On the business side, decision makers are asking for some kinds of Operational Intelligence. In an episode of the a16z Podcast, they discussed The Future Of Decision-Making. They noticed that:
As companies digitize, they change the way they make decisions: decisions are made lower in the organization, based on data, and increasingly automated.
In another word, our application needs to provide real-time business related data, such as subscription numbers, churn rate, and so on. Since the data is updated in real-time, business people don't have to wait for a long feedback cycle (from weeks to years) to get a conclusion and then make a decision.
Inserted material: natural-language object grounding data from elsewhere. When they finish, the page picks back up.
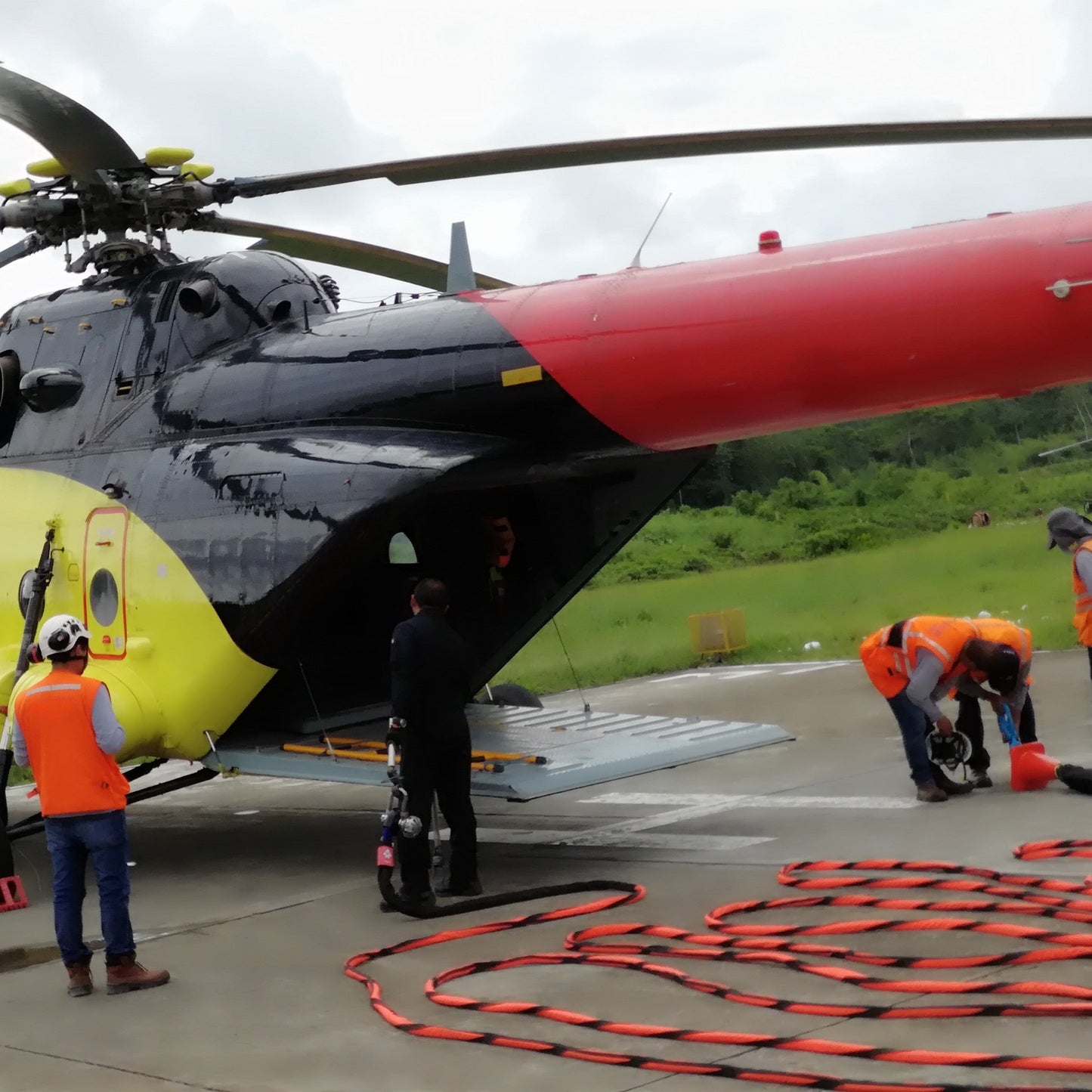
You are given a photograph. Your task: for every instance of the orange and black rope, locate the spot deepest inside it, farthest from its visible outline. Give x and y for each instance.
(616, 946)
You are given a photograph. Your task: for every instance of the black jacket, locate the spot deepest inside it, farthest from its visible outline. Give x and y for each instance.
(431, 677)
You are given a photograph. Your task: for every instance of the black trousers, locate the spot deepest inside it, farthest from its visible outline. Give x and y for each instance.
(969, 722)
(444, 769)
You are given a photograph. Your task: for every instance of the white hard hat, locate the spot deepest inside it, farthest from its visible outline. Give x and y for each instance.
(60, 633)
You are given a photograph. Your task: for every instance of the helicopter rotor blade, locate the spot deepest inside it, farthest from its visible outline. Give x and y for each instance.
(333, 250)
(633, 149)
(25, 246)
(80, 140)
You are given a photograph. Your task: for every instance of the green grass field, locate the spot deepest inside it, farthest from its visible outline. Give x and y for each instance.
(635, 630)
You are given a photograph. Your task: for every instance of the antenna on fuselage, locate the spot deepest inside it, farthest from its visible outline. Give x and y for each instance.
(636, 263)
(460, 270)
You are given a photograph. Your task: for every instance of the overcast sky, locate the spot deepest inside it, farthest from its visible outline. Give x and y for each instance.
(262, 86)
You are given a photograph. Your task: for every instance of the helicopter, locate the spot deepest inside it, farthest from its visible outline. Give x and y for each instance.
(235, 485)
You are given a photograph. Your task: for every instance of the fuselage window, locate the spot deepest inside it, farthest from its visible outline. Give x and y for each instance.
(25, 590)
(401, 551)
(104, 598)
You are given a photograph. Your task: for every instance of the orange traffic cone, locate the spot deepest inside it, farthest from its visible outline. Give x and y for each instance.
(1032, 768)
(12, 896)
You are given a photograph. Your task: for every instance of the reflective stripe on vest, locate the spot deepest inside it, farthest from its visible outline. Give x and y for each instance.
(889, 667)
(73, 775)
(944, 637)
(1006, 633)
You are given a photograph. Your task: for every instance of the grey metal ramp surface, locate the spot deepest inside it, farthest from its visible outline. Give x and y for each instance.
(580, 749)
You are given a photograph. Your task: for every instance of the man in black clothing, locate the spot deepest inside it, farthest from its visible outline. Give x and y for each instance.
(431, 684)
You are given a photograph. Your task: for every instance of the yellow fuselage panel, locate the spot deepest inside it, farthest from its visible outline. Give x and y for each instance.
(156, 641)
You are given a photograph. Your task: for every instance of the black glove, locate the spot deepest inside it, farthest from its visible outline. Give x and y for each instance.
(395, 729)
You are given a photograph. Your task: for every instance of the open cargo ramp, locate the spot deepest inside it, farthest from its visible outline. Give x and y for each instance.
(574, 749)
On the operation side, DevOps people are asking for the same thing, a better Operator Experience. In Operable Software, Fred Hebert explained why Observability is important:
- If we want our system to be reliable, we need to know when it misbehaves and when there are bugs.
- The general approach for this is monitoring
- In a nutshell, monitoring is the act of asking your system "how are you doing?", and checking for a response
- Monitoring generally tells you only whether something is wrong, but not what is wrong, nor why it is wrong.
- The identification of a fault is more generally resolved through observability.
- monitoring asks "how are you doing?"
- observability asks "what are you doing?"
- Observability comes from control theory
- self-regulating systems such as
- speed control on a car,
- flight stabilizers in airplanes.
- The gist of observability according to control theory is that by looking at the outputs of a system, you can infer its internal state.
To get a higher level of observability, our application needs to provide real-time data to infer its internal state. Again, real-time is the key here. Only with a short feedback loop, can a better Operator Experience be achieved.
The demands are high from both the business perspective and operation perspective. But I don't see any good solutions for this problem. That's also why in The Future Of Decision-Making, the hosts thought this problem is a great opportunity for starting a new business.